Thursday, June 16, 2005

DMCA Copyright Censorship Mess-Up

In what looks like another attempt by a religous group to use copyright to shut down online criticism, the Watch Tower Bible and Tract Society (WTBTS) apparently pressured an US ISP to take down the Canadian website of a critical former Jehova's Witness. The site called Quotes.Watchtower.ca contains various quotes from works published by WTBTS in an attempt to illustrate some of the failed phrophecies that organisation has made over the years. From Quotes.Watchtower.ca's press release:
For example, one of the most recent additions to the collection is Watch Tower's 1932 claim that the "theory of gravity" is thoroughly in error and that electrical forces, instead, hold the planets in orbit and hold everything down on the earth's surface -- a remarkably ludicrous claim, even when compared to the limited scientific knowledge of the 1930s.
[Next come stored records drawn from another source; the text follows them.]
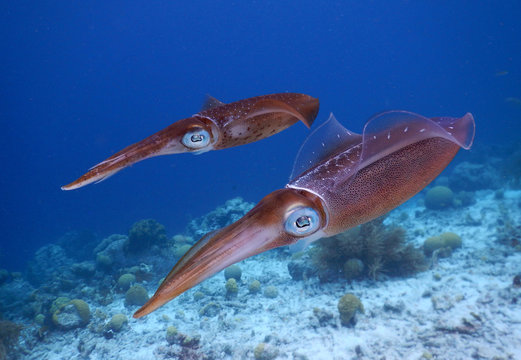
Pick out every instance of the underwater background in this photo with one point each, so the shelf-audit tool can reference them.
(82, 80)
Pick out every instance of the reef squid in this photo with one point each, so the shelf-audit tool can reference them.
(340, 179)
(217, 126)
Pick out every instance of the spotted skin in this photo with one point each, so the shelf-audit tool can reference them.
(226, 125)
(397, 155)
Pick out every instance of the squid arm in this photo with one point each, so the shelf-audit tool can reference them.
(348, 183)
(217, 126)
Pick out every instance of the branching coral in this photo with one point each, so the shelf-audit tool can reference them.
(380, 248)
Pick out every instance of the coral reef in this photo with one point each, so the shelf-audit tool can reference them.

Also included were quotations demonizing the Internet, the Media, the United Nations, and other non-Witness entities as ‘tools of the Devil.’
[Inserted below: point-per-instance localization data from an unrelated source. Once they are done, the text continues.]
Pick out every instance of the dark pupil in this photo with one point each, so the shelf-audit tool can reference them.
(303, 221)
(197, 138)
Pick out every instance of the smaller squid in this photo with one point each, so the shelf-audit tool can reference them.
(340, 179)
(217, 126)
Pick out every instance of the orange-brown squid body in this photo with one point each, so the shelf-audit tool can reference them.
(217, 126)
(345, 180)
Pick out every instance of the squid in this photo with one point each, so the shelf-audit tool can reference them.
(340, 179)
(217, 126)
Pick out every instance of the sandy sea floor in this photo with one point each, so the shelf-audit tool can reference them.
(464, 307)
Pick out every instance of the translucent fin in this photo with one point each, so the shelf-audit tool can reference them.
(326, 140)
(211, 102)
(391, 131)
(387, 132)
The WTBTS invoked Digital Millennium Copyright Act (DMCA) provisions against the site back in January, which led to some adjustions by quotes.watchtower.ca and a legal correspondence, available in the site's News & Update section. Still, the site was taken offline by the ISP in May, apparently due to some administative mix-up: "Your e-mail leads me to suspect that the original [January-RL] notice was stored in the fax machine's memory and mistaken for new, since something similar has happened once before," says the web host's attorney.
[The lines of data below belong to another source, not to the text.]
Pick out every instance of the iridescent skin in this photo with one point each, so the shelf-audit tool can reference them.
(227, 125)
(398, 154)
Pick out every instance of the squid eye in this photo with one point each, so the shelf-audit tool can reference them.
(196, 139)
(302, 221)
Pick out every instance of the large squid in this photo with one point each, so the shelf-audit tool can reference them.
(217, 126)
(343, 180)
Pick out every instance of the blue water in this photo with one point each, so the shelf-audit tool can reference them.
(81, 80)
What's striking to me about this story is that the ISP apparently did not take the time to check the validity of the notice or inform (in advance) that the website would be taken down. It saw DMCA on an outdated fax, feared possible vicarious liability and steered for the DMCA's safe harbour provisions instead of putting up a fight for its customer. A choice that can hardly be blamed, since possible litigation and liability costs outweigh the displeasement of one customer. It's the DMCA's notice & take down system that brings a privatized shoot first - check later situation, in which you have to pay up for an ISP that's not so trigger happy.

This case has some relation to the copyright censorship that was used by the Church of Scientology. This sci-fi sect has been particularly aggressive trying to prevent the spread of their copyrighted works and connected criticism. In The Netherlands Scientology's practices have been part of a long legal battle, in which its attempts to get the so-called Fishman Affidavit removed from Dutch writer's Karin Spaink site have failed. This summer the Dutch Supreme Court will likely put Scientology's legal claims next to where their reli-fiction belongs: in the trash can.